切恋~First Love~



あたし達レベルに作られていて、簡単な基礎問題ばかりが並べられたプリント。


テスト勉強を頑張ったから、理解している問題がほとんどだった。


だけど全くと言っていいほど集中できていない今の頭では、どうしてもあと一歩のところで突っかかる。


ここ佳耶と流菜ちゃんと一緒に解いたのに・・・。


どうやってやるんだっけな・・・。


そんな問題が飽きるくらい出てきた。


それでも無心でシャーペンを動かして、なんとか終わった。


何時間も座りっぱなしだった体を、座りながら思い切り伸ばす。


その時にコキコキと、いくつかの関節が音を奏でた。


プリントを終えたその頃には、夏だからまだ空は明るいものの、夕方特有のカラスの鳴き声が飛び交っていた。

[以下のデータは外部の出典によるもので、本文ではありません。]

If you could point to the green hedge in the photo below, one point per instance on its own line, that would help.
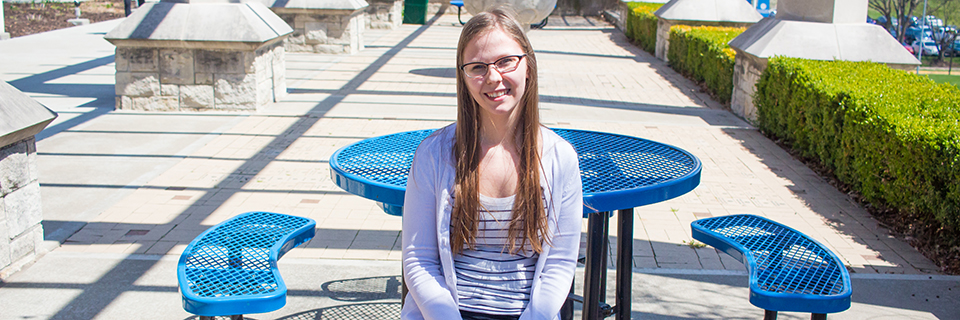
(702, 54)
(892, 135)
(641, 25)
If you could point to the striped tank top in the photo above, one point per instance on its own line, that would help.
(489, 279)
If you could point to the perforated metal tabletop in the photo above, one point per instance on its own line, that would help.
(619, 173)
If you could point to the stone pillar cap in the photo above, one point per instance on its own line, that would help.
(709, 10)
(201, 25)
(822, 41)
(317, 4)
(21, 117)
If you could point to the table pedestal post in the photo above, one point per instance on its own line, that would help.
(593, 276)
(624, 263)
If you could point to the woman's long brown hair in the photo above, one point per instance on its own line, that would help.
(529, 221)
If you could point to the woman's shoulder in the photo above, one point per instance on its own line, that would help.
(552, 142)
(437, 142)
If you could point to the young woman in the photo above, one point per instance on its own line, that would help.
(491, 219)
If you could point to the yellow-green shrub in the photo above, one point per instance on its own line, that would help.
(702, 54)
(641, 25)
(892, 135)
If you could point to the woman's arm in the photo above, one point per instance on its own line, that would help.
(421, 252)
(561, 262)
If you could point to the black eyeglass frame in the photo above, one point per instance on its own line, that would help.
(494, 64)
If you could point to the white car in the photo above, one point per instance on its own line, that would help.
(929, 47)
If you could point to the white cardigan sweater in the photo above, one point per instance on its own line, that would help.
(427, 258)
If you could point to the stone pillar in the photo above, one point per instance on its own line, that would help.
(810, 29)
(21, 234)
(3, 34)
(323, 26)
(384, 14)
(176, 56)
(723, 13)
(746, 69)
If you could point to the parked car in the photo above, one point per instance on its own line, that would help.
(929, 47)
(952, 50)
(909, 48)
(914, 33)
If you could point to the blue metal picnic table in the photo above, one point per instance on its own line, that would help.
(619, 173)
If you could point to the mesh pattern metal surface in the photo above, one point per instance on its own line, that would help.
(787, 261)
(608, 162)
(632, 163)
(384, 159)
(233, 259)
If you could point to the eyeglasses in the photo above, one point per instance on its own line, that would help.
(502, 65)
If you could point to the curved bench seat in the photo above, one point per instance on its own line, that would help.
(789, 271)
(231, 269)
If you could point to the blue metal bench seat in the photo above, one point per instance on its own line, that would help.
(231, 269)
(789, 271)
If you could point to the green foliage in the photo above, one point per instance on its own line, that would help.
(641, 25)
(942, 78)
(702, 54)
(892, 135)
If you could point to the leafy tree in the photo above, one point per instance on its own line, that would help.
(901, 10)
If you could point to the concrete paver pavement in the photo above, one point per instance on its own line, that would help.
(126, 191)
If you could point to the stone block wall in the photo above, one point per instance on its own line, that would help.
(21, 235)
(747, 69)
(384, 14)
(324, 31)
(197, 79)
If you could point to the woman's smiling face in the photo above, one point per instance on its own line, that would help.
(498, 94)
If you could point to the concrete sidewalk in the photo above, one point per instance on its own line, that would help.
(124, 192)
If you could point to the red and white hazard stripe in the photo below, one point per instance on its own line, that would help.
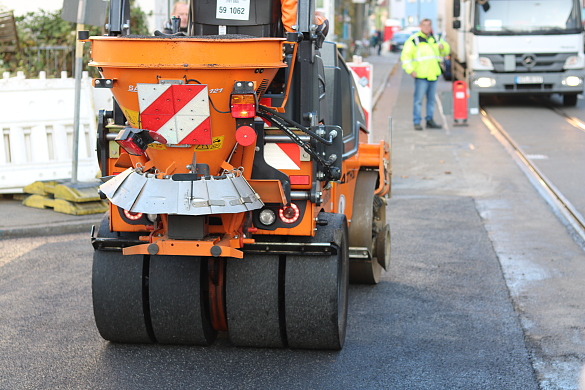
(180, 113)
(283, 156)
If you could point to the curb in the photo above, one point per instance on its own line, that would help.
(49, 230)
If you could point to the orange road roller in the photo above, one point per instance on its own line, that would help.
(244, 195)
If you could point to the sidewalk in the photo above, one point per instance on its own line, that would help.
(21, 221)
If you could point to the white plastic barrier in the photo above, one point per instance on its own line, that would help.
(36, 131)
(363, 76)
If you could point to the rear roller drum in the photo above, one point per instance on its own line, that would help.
(177, 304)
(316, 291)
(118, 286)
(252, 301)
(120, 306)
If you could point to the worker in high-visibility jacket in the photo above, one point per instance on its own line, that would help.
(420, 58)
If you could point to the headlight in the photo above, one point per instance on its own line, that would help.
(267, 217)
(485, 82)
(572, 81)
(573, 62)
(483, 63)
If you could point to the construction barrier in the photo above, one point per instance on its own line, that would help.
(363, 74)
(36, 128)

周りの人も終わってたいり、まだだったりと毛色がまちまち。


何十枚もある分厚いプリントを抱え、先生のところに提出しようと列に並ぶと、


「あ、南美ちゃんも終わったの?」


最後尾に尾崎君がいた。


「うん、適当だけど。尾崎君も?」


「うん、ウルトラに適当」


・・・・・・相当適当なんだね。


その後、若い女の先生にプリントを出し、鞄を持って教室を出た。